In the field of biology, sequence alignment (DNA, RNA, and proteins) is the process of determining the order and arrangement of nucleotides or amino acids. It helps identify similarities between biological sequences to pinpoint functional or structural regions. There are two primary types of sequence alignment: Global and Local. Furthermore, sequence alignment methods can be categorized based on the number of input sequences: Pairwise alignment and Multiple alignment.

One widely used tool for biological sequencing is BLAST (Basic Local Alignment Search Tool). BLAST compares smaller query sequences (e.g., hundreds of nucleotides) to a vast database of data containing billions of sequences. It identifies subsequences in the database that resemble the queried subsequence.

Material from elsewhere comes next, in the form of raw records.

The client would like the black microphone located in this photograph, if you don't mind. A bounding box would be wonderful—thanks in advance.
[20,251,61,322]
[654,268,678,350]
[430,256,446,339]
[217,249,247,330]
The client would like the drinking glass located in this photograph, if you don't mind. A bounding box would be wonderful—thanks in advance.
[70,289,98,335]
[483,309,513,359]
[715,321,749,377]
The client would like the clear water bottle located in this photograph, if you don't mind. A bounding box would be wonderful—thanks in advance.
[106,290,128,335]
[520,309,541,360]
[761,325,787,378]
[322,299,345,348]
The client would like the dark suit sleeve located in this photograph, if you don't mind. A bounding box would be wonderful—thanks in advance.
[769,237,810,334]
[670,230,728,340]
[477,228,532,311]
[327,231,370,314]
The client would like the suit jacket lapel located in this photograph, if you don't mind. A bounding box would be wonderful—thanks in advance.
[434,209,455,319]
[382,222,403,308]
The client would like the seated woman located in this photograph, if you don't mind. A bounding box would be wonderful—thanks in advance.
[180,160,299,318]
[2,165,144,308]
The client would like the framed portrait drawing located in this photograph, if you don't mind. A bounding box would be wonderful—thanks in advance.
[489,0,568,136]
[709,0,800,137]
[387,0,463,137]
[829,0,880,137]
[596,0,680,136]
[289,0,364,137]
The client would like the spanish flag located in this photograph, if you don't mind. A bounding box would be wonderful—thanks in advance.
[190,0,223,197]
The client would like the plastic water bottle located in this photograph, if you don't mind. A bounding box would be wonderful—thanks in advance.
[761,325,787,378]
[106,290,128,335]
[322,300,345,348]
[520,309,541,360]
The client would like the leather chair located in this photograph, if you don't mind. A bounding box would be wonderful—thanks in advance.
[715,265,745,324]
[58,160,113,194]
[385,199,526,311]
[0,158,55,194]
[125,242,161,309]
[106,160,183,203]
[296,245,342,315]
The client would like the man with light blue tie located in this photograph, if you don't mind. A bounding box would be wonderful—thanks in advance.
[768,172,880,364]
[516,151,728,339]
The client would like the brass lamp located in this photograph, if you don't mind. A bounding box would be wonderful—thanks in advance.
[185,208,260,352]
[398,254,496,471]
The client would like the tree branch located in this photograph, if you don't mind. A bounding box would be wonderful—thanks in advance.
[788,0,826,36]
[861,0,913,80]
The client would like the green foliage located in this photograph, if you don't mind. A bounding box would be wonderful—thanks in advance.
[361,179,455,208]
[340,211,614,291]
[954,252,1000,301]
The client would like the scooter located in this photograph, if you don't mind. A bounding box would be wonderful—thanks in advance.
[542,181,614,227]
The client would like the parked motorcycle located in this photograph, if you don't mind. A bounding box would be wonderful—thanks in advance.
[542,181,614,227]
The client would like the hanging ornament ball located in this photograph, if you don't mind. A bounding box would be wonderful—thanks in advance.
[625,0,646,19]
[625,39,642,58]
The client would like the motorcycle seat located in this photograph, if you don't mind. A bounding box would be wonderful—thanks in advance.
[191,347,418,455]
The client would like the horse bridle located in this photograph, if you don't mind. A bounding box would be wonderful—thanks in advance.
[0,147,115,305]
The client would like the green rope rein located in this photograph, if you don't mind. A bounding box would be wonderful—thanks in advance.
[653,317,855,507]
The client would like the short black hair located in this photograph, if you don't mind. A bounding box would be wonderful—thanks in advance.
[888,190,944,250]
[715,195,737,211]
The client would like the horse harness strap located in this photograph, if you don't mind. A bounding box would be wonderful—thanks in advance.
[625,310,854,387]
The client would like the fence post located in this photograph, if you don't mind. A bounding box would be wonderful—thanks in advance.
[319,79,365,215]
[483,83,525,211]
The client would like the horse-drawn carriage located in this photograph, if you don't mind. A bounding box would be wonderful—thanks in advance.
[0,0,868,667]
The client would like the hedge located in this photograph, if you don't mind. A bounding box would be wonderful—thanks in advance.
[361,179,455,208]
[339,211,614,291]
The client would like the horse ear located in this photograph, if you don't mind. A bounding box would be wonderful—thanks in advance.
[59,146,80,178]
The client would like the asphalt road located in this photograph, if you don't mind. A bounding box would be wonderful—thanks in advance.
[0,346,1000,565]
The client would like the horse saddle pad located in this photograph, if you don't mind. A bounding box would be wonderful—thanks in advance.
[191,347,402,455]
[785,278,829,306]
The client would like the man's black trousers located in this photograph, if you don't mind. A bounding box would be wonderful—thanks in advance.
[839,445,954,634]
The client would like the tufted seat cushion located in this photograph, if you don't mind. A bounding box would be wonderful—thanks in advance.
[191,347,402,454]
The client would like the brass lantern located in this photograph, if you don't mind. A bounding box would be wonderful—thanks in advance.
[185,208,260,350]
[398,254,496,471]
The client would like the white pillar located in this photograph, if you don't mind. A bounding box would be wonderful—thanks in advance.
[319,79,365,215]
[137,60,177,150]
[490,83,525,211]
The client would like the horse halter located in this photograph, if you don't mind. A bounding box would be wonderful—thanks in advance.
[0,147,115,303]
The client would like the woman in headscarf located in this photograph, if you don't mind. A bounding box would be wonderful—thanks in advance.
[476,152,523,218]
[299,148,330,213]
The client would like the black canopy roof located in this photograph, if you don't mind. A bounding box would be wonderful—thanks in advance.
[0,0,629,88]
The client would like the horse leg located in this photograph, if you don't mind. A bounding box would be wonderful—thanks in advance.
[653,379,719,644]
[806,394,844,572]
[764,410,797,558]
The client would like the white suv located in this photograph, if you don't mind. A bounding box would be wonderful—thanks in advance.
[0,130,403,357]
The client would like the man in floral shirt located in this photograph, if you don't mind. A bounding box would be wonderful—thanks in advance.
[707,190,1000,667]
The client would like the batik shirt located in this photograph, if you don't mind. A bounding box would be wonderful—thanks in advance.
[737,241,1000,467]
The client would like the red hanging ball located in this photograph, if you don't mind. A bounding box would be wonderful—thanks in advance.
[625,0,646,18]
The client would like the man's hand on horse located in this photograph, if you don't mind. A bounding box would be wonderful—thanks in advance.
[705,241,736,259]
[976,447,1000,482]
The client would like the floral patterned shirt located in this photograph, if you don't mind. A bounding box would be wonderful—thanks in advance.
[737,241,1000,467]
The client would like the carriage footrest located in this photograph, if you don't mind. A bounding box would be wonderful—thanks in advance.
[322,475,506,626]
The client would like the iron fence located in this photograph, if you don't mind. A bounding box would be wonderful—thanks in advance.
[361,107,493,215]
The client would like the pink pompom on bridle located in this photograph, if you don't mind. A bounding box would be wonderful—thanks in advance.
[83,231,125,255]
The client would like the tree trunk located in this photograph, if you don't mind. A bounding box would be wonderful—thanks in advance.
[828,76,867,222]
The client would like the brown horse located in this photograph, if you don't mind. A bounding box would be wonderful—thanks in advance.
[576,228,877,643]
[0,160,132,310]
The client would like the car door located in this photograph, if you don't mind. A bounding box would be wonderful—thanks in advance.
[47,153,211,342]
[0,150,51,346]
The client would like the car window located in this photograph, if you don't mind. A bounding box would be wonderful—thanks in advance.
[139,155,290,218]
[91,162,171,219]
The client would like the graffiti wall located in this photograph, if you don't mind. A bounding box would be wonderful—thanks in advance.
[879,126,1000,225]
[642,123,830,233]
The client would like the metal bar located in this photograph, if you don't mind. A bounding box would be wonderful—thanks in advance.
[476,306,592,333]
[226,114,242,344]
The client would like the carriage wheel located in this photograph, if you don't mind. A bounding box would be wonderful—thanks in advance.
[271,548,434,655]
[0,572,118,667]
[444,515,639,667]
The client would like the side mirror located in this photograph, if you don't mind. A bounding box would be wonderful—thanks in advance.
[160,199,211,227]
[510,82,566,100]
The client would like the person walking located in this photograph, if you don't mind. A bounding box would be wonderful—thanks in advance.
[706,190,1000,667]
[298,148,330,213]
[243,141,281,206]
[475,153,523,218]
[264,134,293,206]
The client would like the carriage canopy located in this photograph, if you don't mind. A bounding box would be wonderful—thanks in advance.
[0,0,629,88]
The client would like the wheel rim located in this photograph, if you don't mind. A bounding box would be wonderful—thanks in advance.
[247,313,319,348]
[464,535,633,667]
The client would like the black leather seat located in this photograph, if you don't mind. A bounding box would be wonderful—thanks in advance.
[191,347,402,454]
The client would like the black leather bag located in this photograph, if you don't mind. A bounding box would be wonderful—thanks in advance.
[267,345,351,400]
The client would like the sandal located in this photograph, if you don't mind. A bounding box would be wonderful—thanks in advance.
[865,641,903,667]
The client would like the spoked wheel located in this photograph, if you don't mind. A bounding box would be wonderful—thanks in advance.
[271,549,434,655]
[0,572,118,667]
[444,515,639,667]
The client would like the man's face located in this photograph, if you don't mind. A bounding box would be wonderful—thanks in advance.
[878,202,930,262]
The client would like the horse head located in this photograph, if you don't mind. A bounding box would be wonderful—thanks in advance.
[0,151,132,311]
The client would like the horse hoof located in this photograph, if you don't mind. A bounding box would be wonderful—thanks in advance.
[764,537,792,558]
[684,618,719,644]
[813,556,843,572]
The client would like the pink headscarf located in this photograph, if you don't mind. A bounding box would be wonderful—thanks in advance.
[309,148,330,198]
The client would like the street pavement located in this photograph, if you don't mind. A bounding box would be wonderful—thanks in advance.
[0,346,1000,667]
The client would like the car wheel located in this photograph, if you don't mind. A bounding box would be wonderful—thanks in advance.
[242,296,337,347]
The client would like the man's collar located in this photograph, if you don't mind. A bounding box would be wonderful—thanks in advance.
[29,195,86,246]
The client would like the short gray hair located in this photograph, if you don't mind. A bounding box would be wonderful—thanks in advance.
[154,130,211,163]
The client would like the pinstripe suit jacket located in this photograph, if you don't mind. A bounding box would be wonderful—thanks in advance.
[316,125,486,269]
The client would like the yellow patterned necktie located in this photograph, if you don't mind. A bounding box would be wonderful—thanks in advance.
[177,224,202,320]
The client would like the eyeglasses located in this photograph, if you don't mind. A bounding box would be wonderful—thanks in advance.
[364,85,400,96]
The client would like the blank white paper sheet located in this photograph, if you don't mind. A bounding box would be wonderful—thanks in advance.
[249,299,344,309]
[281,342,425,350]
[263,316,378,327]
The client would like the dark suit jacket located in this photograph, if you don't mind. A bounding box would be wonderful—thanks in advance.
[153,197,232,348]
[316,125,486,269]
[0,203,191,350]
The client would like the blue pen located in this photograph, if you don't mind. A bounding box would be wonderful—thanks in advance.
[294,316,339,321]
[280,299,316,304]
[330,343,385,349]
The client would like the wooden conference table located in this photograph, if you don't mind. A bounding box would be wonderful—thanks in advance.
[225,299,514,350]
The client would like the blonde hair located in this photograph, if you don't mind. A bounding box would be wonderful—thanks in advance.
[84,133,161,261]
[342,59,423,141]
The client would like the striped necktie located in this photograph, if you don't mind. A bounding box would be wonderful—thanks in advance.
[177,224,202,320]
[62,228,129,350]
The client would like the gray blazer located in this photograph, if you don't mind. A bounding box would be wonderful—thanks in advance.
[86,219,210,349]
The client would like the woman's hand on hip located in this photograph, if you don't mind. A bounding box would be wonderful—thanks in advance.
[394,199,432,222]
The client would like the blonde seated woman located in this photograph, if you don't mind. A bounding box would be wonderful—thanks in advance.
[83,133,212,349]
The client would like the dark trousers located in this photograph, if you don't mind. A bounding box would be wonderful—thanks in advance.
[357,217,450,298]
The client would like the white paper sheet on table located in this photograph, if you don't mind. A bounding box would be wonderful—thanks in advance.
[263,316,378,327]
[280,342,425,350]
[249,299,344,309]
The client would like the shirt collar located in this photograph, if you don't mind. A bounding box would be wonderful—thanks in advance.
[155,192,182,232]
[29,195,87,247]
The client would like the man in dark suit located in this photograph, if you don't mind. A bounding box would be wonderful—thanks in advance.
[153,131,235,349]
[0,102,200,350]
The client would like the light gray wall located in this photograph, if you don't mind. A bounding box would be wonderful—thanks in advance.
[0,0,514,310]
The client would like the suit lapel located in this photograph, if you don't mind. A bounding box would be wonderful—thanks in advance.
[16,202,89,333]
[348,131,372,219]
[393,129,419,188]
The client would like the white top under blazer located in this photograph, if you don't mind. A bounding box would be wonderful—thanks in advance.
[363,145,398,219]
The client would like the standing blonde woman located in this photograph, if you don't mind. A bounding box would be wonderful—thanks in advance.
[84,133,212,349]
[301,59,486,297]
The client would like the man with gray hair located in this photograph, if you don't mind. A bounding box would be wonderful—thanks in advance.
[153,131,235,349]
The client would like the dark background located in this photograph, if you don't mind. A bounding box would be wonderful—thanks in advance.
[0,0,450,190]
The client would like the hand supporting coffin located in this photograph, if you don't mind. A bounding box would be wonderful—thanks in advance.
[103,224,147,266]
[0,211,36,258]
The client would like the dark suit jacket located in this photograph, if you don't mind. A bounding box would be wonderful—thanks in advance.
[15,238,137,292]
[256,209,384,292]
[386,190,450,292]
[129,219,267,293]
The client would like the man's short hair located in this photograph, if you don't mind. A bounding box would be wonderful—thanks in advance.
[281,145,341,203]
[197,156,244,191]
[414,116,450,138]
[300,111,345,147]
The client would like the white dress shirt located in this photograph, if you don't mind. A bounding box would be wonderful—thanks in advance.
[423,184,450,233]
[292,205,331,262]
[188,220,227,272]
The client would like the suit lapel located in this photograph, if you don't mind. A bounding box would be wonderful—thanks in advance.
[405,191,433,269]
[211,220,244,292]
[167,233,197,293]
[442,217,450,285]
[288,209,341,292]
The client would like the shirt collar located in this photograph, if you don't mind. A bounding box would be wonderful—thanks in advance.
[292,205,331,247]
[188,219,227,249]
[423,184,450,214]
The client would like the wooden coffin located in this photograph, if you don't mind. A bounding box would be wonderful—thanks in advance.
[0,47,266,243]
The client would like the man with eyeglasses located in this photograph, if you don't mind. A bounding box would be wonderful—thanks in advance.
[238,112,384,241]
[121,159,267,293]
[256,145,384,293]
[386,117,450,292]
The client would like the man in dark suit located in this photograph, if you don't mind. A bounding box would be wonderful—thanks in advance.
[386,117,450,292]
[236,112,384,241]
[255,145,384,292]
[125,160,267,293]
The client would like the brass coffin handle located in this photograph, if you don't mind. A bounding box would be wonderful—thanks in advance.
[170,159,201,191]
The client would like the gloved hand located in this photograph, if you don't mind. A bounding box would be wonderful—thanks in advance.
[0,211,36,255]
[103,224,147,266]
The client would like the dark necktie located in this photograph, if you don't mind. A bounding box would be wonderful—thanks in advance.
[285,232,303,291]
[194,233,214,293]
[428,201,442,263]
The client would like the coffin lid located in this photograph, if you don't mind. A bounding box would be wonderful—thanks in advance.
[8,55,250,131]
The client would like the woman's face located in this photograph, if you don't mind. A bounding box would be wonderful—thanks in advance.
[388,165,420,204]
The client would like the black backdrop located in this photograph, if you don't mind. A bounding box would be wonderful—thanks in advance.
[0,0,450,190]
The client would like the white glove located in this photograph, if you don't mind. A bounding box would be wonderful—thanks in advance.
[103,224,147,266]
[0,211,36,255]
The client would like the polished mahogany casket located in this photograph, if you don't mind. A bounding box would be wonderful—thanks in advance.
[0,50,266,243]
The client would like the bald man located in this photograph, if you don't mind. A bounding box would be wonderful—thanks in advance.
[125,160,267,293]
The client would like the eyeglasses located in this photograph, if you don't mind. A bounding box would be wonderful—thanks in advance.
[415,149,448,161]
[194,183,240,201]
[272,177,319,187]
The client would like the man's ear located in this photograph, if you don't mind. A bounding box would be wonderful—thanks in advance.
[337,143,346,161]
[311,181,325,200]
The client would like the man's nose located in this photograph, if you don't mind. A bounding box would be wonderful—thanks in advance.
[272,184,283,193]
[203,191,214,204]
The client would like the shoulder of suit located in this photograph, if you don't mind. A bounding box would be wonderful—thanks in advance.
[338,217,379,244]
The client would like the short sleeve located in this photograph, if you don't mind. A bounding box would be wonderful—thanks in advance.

In summary, this test case focused on creating an algorithm for local pairwise alignment in the context of biological sequence analysis.

For example, querying the nucleotides sequence

ACAGTTAAATTTGTAATTTGGGTTGAGTGAAAACTTCTTTGGGCCTCATACAC AAGCACAGAACCACTAGTTGGGTAGCCTGGCAGTGTCAGAAGTCTGAACCCA GCATAGTGGTCAGCAGGCAGGACGAATCACACTGAATGCAAACCACAGGGTT TCGCAGCGTGGTGAGCATCACCAACCCACAGCCAAGGCGGCGCTGGCTTTTT T

against a database of 2.7 billion nucleotide base pairs of a mouse, according to BLAST, will identify the best alignment at “Mus musculus genome assembly, chromosome 16”.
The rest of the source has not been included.